By Jesse Robitaille
An advanced collector exploring the field of numismatics must understand the importance of using high-quality tools and supplies.
This according to François Rufiange, president of Québec’s l’Association des collectionneurs de monnaie du Grand-Levis and long-time numismatic educator. He has hosted more than a dozen coin grading workshops and assorted numismatic seminars throughout his 20 years in the hobby. He says he’s teaching “critical” numismatic lessons, the results of which are often alarming.
“To me, it’s important to use tools,” said Rufiange. “A tool is better than no tool, and of course, it’s best to use good tools.”
He offers a succinct example: using a 2×2 coin holder is better than throwing coins into a tin can, and using a PVC-free coin slab is better yet.
“You collect the coin and you become a personal curator. You want to take care of those things and retain or increase the value; you’ve stopped the wear and the elements from attacking the coin, but now you have to make sure it stays that way.”
Alas, one day you will part with your collection, but until that time it’s important to maintain proper care.
“You would probably take better care of it then if it was to circulate, but you have to be careful with how you do it.”
If you’re buying an investment, you want to make a good purchase.
“When you buy a coin for $10, is it actually worth $10, or is it worth $5, $2, $1 or 50 cents? You want to make sure you buy what you want to buy and you get what you’re paying for,” said Rufiange, who added there are many surprises in this hobby.
“You come home in your little area – wherever you set up in your home to play with your coins, – and you find out under the proper lighting conditions, let’s say, this coin has been cleaned. There are clean marks you didn’t see at the show,” he said.
“You got screwed, and that’s what you want to avoid.”
Rufiange said he has been there many times.
“How many collectors do you see out there at a show without a loupe? They buy it without even looking at the freaking thing.”
In his experience, collectors buy coins and become so excited they place it into an album, where it could remain for more than a decade.
“Then – after they have more experience, more tools – they look and they say, ‘What did I do?’ They see $350 written down and realize it’s only worth half that value because they missed something,” said Rufiange, who added this is a common mistake.
In fact, he once purchased a “beautiful” banknote – a $50 Scenes of Canada note depicting the Royal Canadian Mounted Police – which was sold to him in Uncirculated condition.
“I bought it – spent about $150 – and I was so happy, I put it right in my album. Ten years later my friends wanted to see it, so I showed it to them; but then after, seeing it on my desk – and having acquired more experience, and exponentially so – I just took the note and slid it out of the mylar envelope, and I smelled it.”
The smell test is something all serious notaphilists will learn with experience.
“If the note has been cleaned or treated, there are always traces of ammonia,” he said, adding his once beloved $50 Scenes of Canada note “stunk of ammonia.”

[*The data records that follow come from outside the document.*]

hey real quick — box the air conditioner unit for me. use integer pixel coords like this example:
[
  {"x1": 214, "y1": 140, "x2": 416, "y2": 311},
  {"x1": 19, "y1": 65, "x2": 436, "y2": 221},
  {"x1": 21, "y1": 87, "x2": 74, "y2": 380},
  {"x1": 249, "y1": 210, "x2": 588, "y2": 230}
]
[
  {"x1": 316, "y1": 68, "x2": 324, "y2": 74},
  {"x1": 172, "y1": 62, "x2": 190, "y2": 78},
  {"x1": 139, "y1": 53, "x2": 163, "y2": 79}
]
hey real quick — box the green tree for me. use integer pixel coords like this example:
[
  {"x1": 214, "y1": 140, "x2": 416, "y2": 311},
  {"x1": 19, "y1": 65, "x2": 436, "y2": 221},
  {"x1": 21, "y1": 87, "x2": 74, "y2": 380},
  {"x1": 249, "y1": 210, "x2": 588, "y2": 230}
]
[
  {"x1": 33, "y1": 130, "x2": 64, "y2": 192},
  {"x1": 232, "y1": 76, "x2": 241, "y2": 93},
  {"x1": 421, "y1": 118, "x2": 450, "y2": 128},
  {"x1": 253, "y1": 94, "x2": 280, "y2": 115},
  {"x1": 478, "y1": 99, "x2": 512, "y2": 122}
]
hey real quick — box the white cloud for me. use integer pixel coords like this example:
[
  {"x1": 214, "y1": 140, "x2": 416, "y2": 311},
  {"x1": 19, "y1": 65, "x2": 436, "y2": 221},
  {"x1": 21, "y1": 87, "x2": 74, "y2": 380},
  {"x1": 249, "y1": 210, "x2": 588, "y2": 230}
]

Upon further inspection, he discovered the note had been pressed, dropping it down to a grade of Very Fine.
“It was down to about $50,” he said. “You make these mistakes when you’re a beginner collector.”
Rufiange said coin clubs are incredible resources for information in this often-lacking area of the hobby.
“This knowledge (of supplies and tools) isn’t available because the dealers aren’t too keen on that; they prefer to sell to not-very-knowledgable collectors,” said Rufiange. “They don’t promote teaching very much, and a lot of collectors don’t go to coin clubs, where they could learn something.”
Again, he knows from experience: Rufiange was a collector for eight years before he finally decided to attend a coin meeting in Ottawa.
“Did I ever regret not going before then,” he said, estimating upwards of 70 per cent of collectors miss out on this golden opportunity offered by coin clubs.
And while many collectors don’t regularly attend club meetings, more still would prefer to spend their budget on acquiring material rather than tools and supplies.
“They will make a mistake,” Rufiange said. “It’s bound to happen. It happens to every collector, and sometimes it could be a very extensive mistake.”